Le président Nicolas Sarkozy s’est fait élire sur un important programme de réformes et il s’est depuis beaucoup dépensé sur de très nombreux sujets. Le résultat n’est sans doute pas à la hauteur du programme, certains projets n’ayant pas abouti et d’autres réformes étant en trompe l’œil. C’est du moins ce qu’affirment dans un livre paru en 2009 Pierre Cahuc et André Zylberberg.
Les dossiers de Sciences Humaines
consacrent donc 2 pages au sujet et développent la thèse des auteurs. Il faut
noter au préalable que ces derniers, tout deux économistes, ont été les auteurs
de rapports dans le domaine social qui préconisaient des réformes qu’on
qualifiera de libérales pour simplifier. Cahuc est aussi l’auteur avec Algan de
« la société de défiance ».
La thèse des deux auteurs est
assez simple : la méthode employée pour faire les réformes a aboutit soit
à l’enterrement de celles ci, soit à des compensations tellement
importantes pour ceux qui étaient censé
y perdre que le résultat est contre productif. Le plus bel exemple de cette
situation est la réforme des régimes spéciaux de retraite. Les compensations à
l’alignement de la durée de cotisation sur celle du privé, en terme de prise en
compte de primes et autres rend l’opération financièrement négative pour les
deniers de l’Etat.
Pour les deux économistes, outre
la méthode utilisée, les raisons de ces échecs tiennent à des syndicats peu
représentatifs et ne s’intéressant qu’à leur situation institutionnelle et à
des parlementaires plus préoccupés par leur mandat local que par leur travail
de législateurs, les mettant plus à l’écoute des lobbies qu’à celui de
l’intérêt général.
Je partage en partie la déception
des deux auteurs : trop de réformes lancées ont été ensuite enterrées dans
les sables. Mais il faut aussi admettre qu’ils poussent le bouchon un peu loin,
qu’ils exagèrent, sans doute pour que leur cri d’alerte soit entendu.
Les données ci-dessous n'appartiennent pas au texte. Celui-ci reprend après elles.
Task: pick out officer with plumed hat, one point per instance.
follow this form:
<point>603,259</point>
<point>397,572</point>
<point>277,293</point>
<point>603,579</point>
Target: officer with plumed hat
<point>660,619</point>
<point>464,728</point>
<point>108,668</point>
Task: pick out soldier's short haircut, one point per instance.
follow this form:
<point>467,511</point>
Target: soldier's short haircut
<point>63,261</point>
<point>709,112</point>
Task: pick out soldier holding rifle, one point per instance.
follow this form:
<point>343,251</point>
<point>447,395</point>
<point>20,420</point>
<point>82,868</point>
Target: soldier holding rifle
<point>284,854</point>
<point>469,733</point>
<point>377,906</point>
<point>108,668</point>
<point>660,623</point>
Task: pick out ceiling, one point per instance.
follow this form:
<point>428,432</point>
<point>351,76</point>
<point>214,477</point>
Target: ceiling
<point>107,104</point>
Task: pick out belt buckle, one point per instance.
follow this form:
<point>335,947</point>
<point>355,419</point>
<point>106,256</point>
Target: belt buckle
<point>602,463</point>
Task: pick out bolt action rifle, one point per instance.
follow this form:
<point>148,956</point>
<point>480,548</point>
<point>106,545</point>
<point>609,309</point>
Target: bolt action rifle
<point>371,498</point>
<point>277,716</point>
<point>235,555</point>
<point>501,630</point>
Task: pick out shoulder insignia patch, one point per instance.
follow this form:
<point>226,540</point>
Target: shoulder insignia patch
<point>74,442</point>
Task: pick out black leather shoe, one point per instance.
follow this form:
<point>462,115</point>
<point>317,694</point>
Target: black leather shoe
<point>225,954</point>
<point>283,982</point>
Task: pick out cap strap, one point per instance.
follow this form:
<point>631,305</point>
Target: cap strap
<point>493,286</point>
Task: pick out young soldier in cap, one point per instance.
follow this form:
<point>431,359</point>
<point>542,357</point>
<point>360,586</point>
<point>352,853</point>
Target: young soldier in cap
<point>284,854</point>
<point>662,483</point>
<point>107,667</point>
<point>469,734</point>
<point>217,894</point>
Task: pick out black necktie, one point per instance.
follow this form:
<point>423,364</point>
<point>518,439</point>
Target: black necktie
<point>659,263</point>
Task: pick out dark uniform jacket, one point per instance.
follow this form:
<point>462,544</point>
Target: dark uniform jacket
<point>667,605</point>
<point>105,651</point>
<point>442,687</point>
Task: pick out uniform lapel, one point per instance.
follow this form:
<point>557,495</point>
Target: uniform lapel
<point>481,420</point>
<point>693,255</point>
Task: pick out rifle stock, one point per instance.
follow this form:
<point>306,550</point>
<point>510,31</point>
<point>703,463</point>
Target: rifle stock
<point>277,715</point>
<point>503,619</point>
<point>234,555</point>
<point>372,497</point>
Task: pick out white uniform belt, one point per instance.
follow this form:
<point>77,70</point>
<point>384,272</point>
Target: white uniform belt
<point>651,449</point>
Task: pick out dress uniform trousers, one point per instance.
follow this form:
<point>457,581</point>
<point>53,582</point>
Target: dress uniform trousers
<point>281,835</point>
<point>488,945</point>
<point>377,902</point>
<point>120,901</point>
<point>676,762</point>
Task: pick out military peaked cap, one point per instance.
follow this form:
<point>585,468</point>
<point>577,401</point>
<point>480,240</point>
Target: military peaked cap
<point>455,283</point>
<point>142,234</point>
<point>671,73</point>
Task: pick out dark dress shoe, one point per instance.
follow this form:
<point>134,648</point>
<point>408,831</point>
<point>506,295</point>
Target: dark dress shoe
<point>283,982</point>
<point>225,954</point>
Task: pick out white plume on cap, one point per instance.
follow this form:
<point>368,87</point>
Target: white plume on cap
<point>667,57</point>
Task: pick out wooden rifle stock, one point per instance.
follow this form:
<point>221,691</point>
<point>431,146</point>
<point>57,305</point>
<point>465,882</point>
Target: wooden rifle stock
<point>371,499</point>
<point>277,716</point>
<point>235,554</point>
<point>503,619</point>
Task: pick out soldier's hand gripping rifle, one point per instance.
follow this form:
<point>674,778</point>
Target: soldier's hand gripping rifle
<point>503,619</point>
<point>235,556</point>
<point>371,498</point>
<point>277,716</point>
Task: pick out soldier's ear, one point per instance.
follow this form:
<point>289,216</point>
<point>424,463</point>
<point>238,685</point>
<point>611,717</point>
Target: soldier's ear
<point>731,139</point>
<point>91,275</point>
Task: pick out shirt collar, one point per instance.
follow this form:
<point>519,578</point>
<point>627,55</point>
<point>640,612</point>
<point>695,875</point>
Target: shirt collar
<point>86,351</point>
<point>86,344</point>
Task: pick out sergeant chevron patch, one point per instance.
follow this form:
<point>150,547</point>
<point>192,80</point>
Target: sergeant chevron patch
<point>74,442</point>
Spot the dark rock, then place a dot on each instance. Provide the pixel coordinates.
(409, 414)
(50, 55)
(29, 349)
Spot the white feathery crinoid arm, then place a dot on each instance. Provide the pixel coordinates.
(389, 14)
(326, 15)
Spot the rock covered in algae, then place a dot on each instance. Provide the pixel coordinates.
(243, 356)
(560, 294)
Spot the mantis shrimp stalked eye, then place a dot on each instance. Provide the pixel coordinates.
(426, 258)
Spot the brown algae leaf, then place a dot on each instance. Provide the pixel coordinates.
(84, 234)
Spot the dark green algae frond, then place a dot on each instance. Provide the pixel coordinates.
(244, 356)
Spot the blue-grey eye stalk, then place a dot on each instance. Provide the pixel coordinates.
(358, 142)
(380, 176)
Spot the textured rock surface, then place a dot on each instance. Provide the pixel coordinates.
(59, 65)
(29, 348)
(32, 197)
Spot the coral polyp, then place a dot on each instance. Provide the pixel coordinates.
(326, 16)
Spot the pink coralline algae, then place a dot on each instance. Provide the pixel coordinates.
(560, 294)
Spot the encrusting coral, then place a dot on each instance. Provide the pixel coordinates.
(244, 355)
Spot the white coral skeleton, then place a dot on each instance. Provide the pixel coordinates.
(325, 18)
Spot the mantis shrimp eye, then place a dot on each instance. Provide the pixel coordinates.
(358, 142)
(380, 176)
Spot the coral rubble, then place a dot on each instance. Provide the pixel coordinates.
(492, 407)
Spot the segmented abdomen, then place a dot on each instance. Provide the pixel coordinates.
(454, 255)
Prenons donc deux exemples parmi ceux cité dans l’article de
Sciences Humaines : celui des régimes spéciaux et celui de la réforme du
marché du travail.Effectivement, pour faire passer
la réforme des régimes spéciaux, le gouvernement a lâché des compensations. Je
ne sais pas si celles ci étaient d’un montant tel que le bilan financier soit
négatif. Il faut ici rappeler que la menace contre ces régimes avait engendré
les grandes grèves de 1995, que la réforme Fillon de 2003 s’est traduite par de
longues semaines de grèves dans l’Education Nationale. On comprendra bien que
pour réussir après tout cela, face aux salariés d’EDF et de la SNCF, le
gouvernement Fillon a forcément lâché du lest, même s’il profitait de l’état de
grâce après la présidentielle.
Il reste, et Pierre Cahuc est bien placé pour le savoir, que l’une des difficultés majeures du problème des retraites est la multiplicité et les différences entre systèmes. Les français sont réticents à prolonger leur durée de cotisations, mais ils sont d’autant moins prêts à accepter des efforts qu’ils ont le sentiment que le système est profondément injuste. Et ce sentiment d’injustice se focalise sur les régimes spéciaux et sur celui des parlementaires. Supprimer les particularismes des régimes spéciaux en terme de durée de cotisation était un passage obligé pour toute réforme de retraites, celle justement qui est au programme de l’année 2010.
Deuxième exemple, les auteurs
écrivent que « en janvier 2008, les partenaires sociaux ont soi disant
modernisé le marché du travail en permettant le départ en retraite à 57
ans ». Cette phrase sibylline vise très probablement l’institution de la
rupture conventionnelle d’emploi, qui permet un départ à la demande du salarié
avec indemnités de chômage à la clé.
J’avais écrit alors, et je persiste, que
si cette mesure correspond à un vrai besoin (et elle est maintenant souvent
utilisée), il y avait un grand risque qu’elle se traduise par des départs de
fait en préretraite financée par les ASSEDICS.
Visiblement, nos économistes partagent mon avis.
Le risque a cependant été
fortement atténué par la suppression de la Dispense de Recherche d’Emploi
(DRE). Le fait que celle ci apparaissait à 57.5 ans explique l’âge cité par les
auteurs. Il n’y a qu’à lire les commentaires aux deux articles que j’ai
consacré au sujet pour comprendre que cela dérange beaucoup de gens, en
particulier qui ont fait une rupture conventionnelle à 56 ou 57 ans. Il est
difficile d’estimer l’impact de cette suppression sur la rupture
conventionnelle. On se contentera de constater que l’âge de fin de carrière est
en augmentation, malgré la crise.
Pierre Cahuc et André Zylberberg ont publié « Les réformes ratées du président Sarkozy » en 2009.